Scenario

anaanike
anaanike Registered Posts: 7

I want to build a dataset on a monthly basis, but I want to save each result (the built dataset) separately in a folder. How do I do it? I do not want to append the data. Each built dataset month-on-month should be saved in separate datasets.

Best Answer

Answers

  • Turribeach
    Turribeach Dataiku DSS Core Designer, Neuron, Dataiku DSS Adv Designer, Registered, Neuron 2023 Posts: 2,160 Neuron

    The Export to folder visual recipe (under Other Recipes) can export a dataset to a number of file formats including CSV to a Dataiku Managed Folder. However I don't believe you will be able to customise the name of the file which will be based on the input dataset to export and this means it will always overwrite the output file name. For a more complete solution you will need to use a Python recipe which outputs to a managed folder.

  • anaanike
    anaanike Registered Posts: 7

    Thank you for suggesting this. Let me try and get back to you. As I am new to Scenario building, I have a follow-up question.
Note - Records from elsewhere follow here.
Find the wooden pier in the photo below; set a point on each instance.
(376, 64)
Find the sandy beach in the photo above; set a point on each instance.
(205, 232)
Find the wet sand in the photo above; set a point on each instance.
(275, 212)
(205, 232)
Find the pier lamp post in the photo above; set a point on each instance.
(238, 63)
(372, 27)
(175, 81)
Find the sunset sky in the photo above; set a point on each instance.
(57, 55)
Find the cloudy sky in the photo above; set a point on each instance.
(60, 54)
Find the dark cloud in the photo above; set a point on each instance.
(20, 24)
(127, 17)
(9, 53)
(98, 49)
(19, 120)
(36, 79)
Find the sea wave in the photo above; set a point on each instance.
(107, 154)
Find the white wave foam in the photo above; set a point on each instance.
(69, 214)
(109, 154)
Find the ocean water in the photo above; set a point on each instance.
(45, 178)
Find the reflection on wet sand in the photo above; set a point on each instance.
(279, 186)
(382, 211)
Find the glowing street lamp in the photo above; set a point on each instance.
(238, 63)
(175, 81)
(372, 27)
If I am building the final dataset and including only that dataset to build in the step of Scenario, will Dataiku automatically run downstream related recipes prior to that dataset? If not, how do I ensure the same?

  • Turribeach
    Turribeach Dataiku DSS Core Designer, Neuron, Dataiku DSS Adv Designer, Registered, Neuron 2023 Posts: 2,160 Neuron

    When you add datasets to be build in the scenario step you can select if you want a recursive build or just that dataset.

  • anaanike
    anaanike Registered Posts: 7

    When I am writing the python script so that data is exported, I am getting the following error: ImportError: cannot import name 'DSSClient'

    Python Script being used is:

    import datetime
    from dataikuapi.dss import DSSClient

    # Connect to Dataiku DSS
    client = DSSClient("https://***********.merck.com", "*****************8xrKg3tuejZwdQISmj")

    # Get the project
    project = client.get_project("DIAGNOSTIC_STATS")

    # Get the dataset
    dataset = project.get_dataset("COHORT_PTNTS_Scenario")

    # Get the Hadoop connection
    hadoop_connection = project.get_connection("hhdee-prod")
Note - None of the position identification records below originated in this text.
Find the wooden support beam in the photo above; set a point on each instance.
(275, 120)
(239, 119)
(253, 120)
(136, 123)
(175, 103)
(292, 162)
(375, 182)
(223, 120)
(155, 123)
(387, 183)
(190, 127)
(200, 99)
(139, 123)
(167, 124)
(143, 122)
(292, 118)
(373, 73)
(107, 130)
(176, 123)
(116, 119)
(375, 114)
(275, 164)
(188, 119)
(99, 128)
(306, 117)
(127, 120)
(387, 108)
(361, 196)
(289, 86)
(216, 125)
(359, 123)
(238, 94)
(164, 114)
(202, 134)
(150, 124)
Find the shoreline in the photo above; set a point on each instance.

    # Get the destination schema
    destination_schema = hadoop_connection.get_schema("pah")

    # Generate the export filename
    now = datetime.datetime.now()
    export_filename = "COHORT_PTNTS_Scenario_{}.csv".format(now.strftime("%Y%m%d_%H%M%S"))

    # Export the dataset to the destination schema
    dataset.export_to_hive_table(destination_schema, export_filename)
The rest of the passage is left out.